Let's analyze how many hash bits you need in your new scheme versus a Bloom filter.
First of all, we need to agree about terminology. I will use $q$ to represent the probability of a false positive.
For a Bloom filter the design problem of choosing $m$ and $k$ given that you want to hold $n$ elements with false positive rate $q$ is solved by $k = -\lg_2 q$ as the number of hashes, and $m=\frac{n k}{\ln 2}$ bits for the table. (See the wikipedia page or several of the previous cs.se questions about Bloom filters.) (This works out to a table with maximum entropy: your table is about half 1s and half 0s after $n$ insertions.) The number of hash bits you need to produce per insertion is $k \lg_2 m$
Now your structure: Let's assume that the desired $n$ and $q$ are the same. $k$ and $m$ are going to be about the same, but now $k$ is going to be the average number of bits that remain set after ANDing your $b$ independent $m$-bit hashes. How big does $b$ need to be? Well you want the probability of any particular bit in your final hash to be about $k/m = p = 2^{-b}$. So $b = -\lg_2 k/m = \lg_2 m - \lg_2 k$. But that means that you have to generate $b m = m(\lg_2m-\lg_2k)$ hash bits, which is way more than $k \lg_2 m$. For example, if $n = 709$ and $q = 1/16$ then $k = 4$ and $m = 4096$. So a bloom filter would require $4 \times 12 = 48$ bits of hash, while your scheme requires $b = 10$ and a total of $40960$ bits of hashing.

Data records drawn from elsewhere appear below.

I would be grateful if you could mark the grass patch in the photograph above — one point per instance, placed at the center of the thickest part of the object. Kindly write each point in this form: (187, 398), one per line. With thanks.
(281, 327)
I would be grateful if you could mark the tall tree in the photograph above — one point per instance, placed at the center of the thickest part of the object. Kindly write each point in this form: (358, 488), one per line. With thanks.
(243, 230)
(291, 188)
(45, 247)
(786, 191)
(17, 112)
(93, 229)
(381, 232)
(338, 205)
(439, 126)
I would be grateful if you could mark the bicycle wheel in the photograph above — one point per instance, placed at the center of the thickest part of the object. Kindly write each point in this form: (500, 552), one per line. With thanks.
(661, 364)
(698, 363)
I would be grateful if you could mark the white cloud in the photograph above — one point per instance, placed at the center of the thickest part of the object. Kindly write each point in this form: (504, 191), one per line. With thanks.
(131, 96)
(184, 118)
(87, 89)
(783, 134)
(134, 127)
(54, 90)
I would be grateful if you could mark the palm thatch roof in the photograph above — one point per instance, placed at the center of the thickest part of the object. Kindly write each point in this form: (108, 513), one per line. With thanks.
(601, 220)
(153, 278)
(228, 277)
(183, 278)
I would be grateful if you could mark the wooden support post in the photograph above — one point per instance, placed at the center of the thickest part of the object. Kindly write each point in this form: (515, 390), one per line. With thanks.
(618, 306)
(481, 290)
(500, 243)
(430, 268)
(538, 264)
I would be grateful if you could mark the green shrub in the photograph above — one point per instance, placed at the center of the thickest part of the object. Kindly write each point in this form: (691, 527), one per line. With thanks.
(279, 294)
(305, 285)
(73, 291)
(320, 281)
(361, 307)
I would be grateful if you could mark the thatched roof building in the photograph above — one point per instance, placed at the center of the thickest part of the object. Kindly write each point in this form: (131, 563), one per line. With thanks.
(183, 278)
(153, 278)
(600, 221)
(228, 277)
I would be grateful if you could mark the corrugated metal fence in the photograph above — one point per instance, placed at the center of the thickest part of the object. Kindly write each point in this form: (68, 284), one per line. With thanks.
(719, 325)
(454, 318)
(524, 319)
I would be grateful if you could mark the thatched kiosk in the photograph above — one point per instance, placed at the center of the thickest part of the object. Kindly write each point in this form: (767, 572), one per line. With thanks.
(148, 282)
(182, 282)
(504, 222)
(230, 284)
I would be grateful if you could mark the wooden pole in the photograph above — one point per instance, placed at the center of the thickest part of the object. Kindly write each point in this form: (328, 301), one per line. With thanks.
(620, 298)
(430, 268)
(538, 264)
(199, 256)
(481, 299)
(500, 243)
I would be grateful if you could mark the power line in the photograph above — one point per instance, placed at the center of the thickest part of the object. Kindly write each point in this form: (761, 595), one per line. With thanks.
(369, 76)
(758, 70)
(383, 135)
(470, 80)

Worse, there are some elements whose hash works out to 0 (i.e., whenever you look them up the probability of getting a false positive is 100%). Suppose I AND together 10 different bit vectors of length $m$. The probability that each bit will be set to 1 is 1/1024. The probability that all the bits will be set to 0 is $(\frac{1023}{1024})^{4096}\approx e^{-k} \approx 0.0183$.